Quatre soldats espagnols au total portés disparus depuis que leur hélicoptère s’est écrasé vendredi matin en Haïti, sont décédés, a annoncé le porte-parole de la Mission de l’ONU de stabilisation en Haïti (MINUSTAH). L’appareil s’est écrasé près de la frontière dominicaine.

«Les quatre militaires espagnols sont morts», a déclaré à l’AFP ce porte-parole, George Ola-Davies. Les décès ont été confirmés dans un communiqué par le ministère de la Défense espagnol. A Madrid, une source gouvernementale a indiqué que la ministre de la Défense espagnole, Carme Chacon, se rendrait en Haïti samedi, accompagnée du général Jose Julio Rodriguez, afin d’y recueillir des informations de «première main» sur les circonstances du drame. Le consul général d’Espagne en Haïti, Juan Pedro Gomez, a dit ne pas connaître l’objet de la mission des quatre militaires décédés dans cette région montagneuse où 11 Casques bleus avaient perdu la vie en octobre dernier dans un accident d’avion.

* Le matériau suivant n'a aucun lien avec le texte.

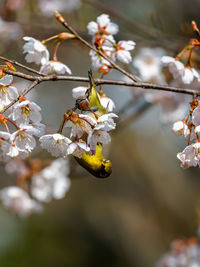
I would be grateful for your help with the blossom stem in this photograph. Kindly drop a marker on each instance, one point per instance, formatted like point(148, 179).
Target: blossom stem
point(7, 129)
point(61, 126)
point(67, 26)
point(55, 51)
point(49, 39)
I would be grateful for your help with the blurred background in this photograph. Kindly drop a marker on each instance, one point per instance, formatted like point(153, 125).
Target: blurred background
point(130, 218)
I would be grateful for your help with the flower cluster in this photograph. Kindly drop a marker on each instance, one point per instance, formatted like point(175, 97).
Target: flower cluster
point(102, 32)
point(86, 131)
point(37, 52)
point(190, 129)
point(24, 116)
point(183, 253)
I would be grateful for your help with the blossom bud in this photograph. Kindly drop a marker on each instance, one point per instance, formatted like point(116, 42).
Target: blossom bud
point(65, 36)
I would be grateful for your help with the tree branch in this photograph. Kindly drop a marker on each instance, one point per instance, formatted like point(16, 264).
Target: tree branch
point(114, 65)
point(108, 82)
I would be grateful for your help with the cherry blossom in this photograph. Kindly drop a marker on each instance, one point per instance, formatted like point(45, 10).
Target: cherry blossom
point(98, 61)
point(79, 92)
point(55, 67)
point(98, 135)
point(48, 7)
point(80, 125)
point(35, 51)
point(10, 31)
point(107, 121)
point(7, 92)
point(196, 116)
point(56, 144)
point(190, 156)
point(102, 26)
point(77, 149)
point(107, 103)
point(26, 112)
point(148, 63)
point(4, 145)
point(18, 201)
point(122, 51)
point(23, 139)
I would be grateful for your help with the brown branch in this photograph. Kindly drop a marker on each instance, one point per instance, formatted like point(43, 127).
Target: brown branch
point(36, 82)
point(113, 64)
point(14, 62)
point(108, 82)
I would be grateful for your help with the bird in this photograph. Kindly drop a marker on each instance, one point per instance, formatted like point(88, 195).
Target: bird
point(96, 163)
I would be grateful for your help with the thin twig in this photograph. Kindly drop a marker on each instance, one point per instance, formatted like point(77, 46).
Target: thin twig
point(67, 26)
point(108, 82)
point(22, 66)
point(36, 82)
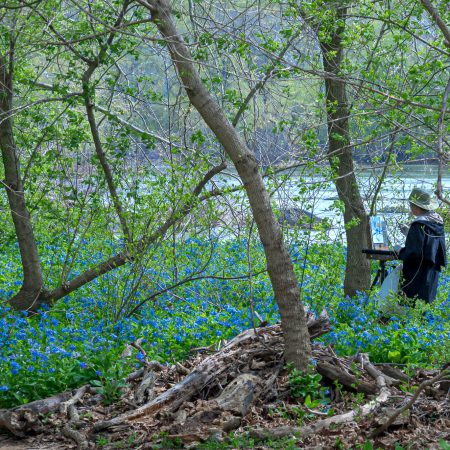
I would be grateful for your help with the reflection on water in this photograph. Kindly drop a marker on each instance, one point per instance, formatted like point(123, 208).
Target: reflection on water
point(318, 196)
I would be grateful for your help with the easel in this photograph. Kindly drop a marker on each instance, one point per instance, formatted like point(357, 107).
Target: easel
point(380, 248)
point(382, 256)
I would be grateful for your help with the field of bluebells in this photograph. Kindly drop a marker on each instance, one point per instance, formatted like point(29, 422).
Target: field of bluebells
point(82, 338)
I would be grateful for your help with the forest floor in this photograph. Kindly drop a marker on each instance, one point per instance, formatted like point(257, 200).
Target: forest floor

Le décès des Espagnols, envoyés en Haïti après le séisme, a été constaté par les équipages de deux hélicoptères américains Blackhawk qui ont été dépêchés sur les lieux où l’appareil s’est écrasé, a précisé M. Ola-Davies. L’accident, qui a eu lieu à Fond Verrettes, à une cinquantaine de kilomètres à l’est de Port-au-Prince, vers 10h30 (17h30 en Suisse), est pour le moment inexpliqué, a poursuivi M. Ola-Davies. Les dépouilles des soldats «sont en train d’être récupérées et seront rapidement rapatriées en Espagne», a dit M. Gomez.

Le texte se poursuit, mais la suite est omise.